こんにちは、とくだです。
久々の相談室だより、今回は、心理療法を始めてから起きてくることについて少し書いてみたいと思います。
心理療法を始める、それは勇気がいるし、お金もかかるし、時間もかかる。始める前のハードルを越えて、いざ始める、その一歩はとても大きいと思う。
その一歩を踏み出して、特殊な設定の、この心理療法という関係性の中を歩きだしたとして、進んでみると、これは個人差も結構あるのだけれど、一般的には遅かれ早かれ不安が出て来る。
誰しもある程度の年数を生きてきたら、心に傷を抱えることがあるだろう。その形も程度も、人それぞれある。問題になるのは心理学的には、例えていうなら、心を守る膜のようなものがあるとして、その心を守る膜は、自分の想像を超えた傷を受けると、やぶれてしまうこともある。そして、一旦傷はまた膜で覆われるのだが、その傷が旨く手当されていないと、その部分の膜が他の部分よりも弱く、もう傷を受けたくない、これ以上傷つきたくない、そう思っているはずなのに、同じような『つらいパターン』を繰り返してしまうことがある。傷が再びできてしまうかのような。

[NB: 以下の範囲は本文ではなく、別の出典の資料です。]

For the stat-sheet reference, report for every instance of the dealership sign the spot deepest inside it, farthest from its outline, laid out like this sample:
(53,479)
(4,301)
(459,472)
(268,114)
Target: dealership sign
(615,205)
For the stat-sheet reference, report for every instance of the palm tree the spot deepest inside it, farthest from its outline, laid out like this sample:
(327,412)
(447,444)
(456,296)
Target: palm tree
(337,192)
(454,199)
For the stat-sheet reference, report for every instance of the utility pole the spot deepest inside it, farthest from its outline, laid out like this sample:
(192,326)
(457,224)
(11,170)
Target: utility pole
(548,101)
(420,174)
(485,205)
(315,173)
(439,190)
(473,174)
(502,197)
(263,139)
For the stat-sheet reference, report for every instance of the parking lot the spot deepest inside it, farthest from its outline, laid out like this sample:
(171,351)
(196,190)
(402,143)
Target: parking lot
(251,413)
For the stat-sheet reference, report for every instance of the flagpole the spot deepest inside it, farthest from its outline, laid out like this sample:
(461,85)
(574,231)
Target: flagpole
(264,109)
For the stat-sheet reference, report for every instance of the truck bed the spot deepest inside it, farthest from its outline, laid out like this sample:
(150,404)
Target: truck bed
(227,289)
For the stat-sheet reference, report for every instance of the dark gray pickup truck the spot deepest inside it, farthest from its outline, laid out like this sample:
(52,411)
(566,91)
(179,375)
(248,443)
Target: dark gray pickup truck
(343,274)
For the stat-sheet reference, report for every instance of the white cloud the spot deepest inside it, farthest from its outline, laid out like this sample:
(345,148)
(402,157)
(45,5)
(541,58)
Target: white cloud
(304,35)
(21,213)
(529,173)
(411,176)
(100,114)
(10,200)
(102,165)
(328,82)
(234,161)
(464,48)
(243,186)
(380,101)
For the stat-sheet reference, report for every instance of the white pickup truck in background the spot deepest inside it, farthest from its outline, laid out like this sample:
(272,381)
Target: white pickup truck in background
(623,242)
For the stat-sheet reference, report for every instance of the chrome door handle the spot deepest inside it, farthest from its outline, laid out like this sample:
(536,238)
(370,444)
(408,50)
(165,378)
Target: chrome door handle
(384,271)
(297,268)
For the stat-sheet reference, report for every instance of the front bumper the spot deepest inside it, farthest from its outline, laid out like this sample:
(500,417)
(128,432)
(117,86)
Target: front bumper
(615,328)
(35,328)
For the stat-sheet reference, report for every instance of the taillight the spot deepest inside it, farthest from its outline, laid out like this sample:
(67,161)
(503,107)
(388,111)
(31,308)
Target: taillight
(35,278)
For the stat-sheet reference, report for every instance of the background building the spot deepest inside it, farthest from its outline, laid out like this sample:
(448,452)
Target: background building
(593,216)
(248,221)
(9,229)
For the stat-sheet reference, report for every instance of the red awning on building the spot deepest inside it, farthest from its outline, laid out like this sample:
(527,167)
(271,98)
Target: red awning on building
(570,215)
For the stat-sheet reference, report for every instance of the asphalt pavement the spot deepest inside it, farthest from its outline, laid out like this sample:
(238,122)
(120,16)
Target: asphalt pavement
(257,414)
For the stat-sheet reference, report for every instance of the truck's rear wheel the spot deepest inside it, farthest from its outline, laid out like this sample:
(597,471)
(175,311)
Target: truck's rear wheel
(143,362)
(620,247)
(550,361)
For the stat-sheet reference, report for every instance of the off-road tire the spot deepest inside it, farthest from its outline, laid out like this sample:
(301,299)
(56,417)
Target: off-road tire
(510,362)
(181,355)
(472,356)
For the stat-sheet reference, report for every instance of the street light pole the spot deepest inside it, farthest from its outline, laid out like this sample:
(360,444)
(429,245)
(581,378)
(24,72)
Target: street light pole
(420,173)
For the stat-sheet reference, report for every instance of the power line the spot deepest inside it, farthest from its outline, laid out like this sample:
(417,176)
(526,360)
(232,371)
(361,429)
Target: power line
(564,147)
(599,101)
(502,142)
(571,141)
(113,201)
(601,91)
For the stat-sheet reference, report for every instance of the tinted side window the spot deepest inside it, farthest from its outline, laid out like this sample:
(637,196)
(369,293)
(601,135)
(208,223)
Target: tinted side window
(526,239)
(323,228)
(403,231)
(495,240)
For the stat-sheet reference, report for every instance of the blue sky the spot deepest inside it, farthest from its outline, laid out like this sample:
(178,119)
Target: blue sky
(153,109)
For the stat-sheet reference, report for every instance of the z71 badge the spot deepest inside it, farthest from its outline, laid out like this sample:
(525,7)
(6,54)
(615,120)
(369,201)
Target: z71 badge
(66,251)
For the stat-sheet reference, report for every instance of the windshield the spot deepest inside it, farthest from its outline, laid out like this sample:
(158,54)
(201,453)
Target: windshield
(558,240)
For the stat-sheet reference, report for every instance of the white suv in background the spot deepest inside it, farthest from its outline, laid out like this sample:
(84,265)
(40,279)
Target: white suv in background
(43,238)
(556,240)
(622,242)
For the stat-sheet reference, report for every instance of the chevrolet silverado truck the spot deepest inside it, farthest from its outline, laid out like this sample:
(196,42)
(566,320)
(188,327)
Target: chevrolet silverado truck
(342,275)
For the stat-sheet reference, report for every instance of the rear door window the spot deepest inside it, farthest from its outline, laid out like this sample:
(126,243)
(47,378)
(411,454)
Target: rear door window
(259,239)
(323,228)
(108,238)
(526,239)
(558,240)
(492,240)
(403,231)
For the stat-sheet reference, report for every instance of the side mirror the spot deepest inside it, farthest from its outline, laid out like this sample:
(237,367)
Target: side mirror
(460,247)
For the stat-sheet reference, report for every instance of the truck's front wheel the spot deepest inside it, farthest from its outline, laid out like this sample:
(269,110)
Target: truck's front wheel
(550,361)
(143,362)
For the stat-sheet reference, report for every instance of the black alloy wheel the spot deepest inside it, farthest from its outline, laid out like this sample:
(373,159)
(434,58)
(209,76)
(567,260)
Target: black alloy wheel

それはその人が「やりたくてやっている」訳ではなくて、なんとかその『つらいパターン』を変えようと、整理し直そうとしているしているのかもしれない。
心理療法では、ある程度進んで行くと、その人にとっての『つらいパターン』が心理療法という安全な場にも起ちあがってくることがある。カウンセラーとの関係性の中で、しんどかったかつてのやりとりの感じが再び起きているように感じられた理、信じたいのに信じられない、助けを借りたいのに逆に拒絶してしまう、そういう矛盾した反応が出て来る(これを『反復強迫』といい『再演』という)。
そういう時、心理療法をもうやめたくなったり、頻度を落として距離を取る(それは気づかずそうしていることも多々ある)等、中断の危機に近いことは起こりうる(そういうサインをみることができる設定がカウンセリングの設定(頻度など)なのでちょっと特殊な設定になっているし重要なポイントだったりする)。
でも、そこで一旦立ち止まってみてほしい。そういう時は、もしかすると『つらいパターン』の『再演』なのではないか、と捉えてみることで検討の余地があるかもしれない。それをカウンセラーと一緒に検討できると、それもまた、大きな一歩、なのだと思う。そうは言っても、もう無理だ、となっている場合には無理は禁物だったりするので、そのあたりの見極めは、慎重にした方が良いとは思うのだが。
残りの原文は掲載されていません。